What came to be called jazz-rock fusion drew howls of protest from purists. But it also drew praise from others for broadening the audience for jazz.
In the 1960s, playing in Cannonball Adderley's band, Zawinul penned his first hit: "Mercy, Mercy, Mercy." Pianist Herbie Hancock became friends with Zawinul right around the time Adderley's quintet recorded that tune. He says the composition surprised him.
"For a white Viennese boy to write a tune that's that black is pretty remarkable," Hancock says. "He just captured the essence of the African-American heritage, just the statement of melody and feeling of that song. Clearly, in some past life, Joe must've been black."
Zawinul may have had the instincts of a jazz musician, but he also worked at it. He came from a poor Viennese family. His twin brother died when he was 4. He learned to play the accordion when he was 6, was accepted in the Vienna Conservatory and wound up at Boston's Berklee College of Music in 1958. He didn't stay long: He was hired away by Maynard Ferguson, landed a job with singer Dinah Washington, and then joined Adderley's group.

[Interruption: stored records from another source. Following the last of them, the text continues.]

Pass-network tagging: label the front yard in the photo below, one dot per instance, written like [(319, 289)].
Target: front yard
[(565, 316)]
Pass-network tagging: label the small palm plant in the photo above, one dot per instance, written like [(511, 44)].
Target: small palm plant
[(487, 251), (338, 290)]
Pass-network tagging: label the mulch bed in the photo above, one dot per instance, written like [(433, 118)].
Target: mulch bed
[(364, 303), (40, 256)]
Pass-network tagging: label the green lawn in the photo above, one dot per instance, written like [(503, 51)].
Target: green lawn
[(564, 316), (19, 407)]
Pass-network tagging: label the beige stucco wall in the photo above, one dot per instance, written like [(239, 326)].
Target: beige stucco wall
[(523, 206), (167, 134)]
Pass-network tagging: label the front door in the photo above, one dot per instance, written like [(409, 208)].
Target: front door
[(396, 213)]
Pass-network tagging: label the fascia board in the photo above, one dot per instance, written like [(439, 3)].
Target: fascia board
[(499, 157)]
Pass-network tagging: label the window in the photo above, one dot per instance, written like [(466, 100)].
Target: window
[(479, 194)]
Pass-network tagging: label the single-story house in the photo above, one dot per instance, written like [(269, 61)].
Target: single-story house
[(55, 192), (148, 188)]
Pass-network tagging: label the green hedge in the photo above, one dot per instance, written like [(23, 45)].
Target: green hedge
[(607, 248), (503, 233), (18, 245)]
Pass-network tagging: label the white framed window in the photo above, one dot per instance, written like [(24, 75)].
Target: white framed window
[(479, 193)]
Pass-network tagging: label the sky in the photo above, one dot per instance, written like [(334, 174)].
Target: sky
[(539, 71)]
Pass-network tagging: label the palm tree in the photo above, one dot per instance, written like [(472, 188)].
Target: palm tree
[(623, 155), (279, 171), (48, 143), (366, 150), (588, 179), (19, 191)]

Eventually, Zawinul wanted to find his own sound. The electric keyboard he used on "Mercy, Mercy, Mercy" pointed toward his future. He went on to compose "In A Silent Way," the title track for one of Miles Davis' earliest experiments in electronics.
In 1970, Zawinul, with saxophonist Wayne Shorter, founded Weather Report, a group that had a dramatic impact on jazz. The band stormed concert halls at a time when rock had driven mainstream jazz to the margins.
Alex Acuna played percussion with the band. He says Shorter and Zawinul had a specific vision about where they wanted to go with their music.
"The vision was to make a band that makes music with all the sounds that the world generates," Acuna says.
Acuna stayed close to Joe Zawinul over the years, and also played with Zawinul in his later group, the Joe Zawinul Syndicate. Acuna says Zawinul was a big fan of sports, especially boxing. He had a reputation for being gruff, but Acuna says he was just honest and direct. And musically, he didn't like to repeat himself.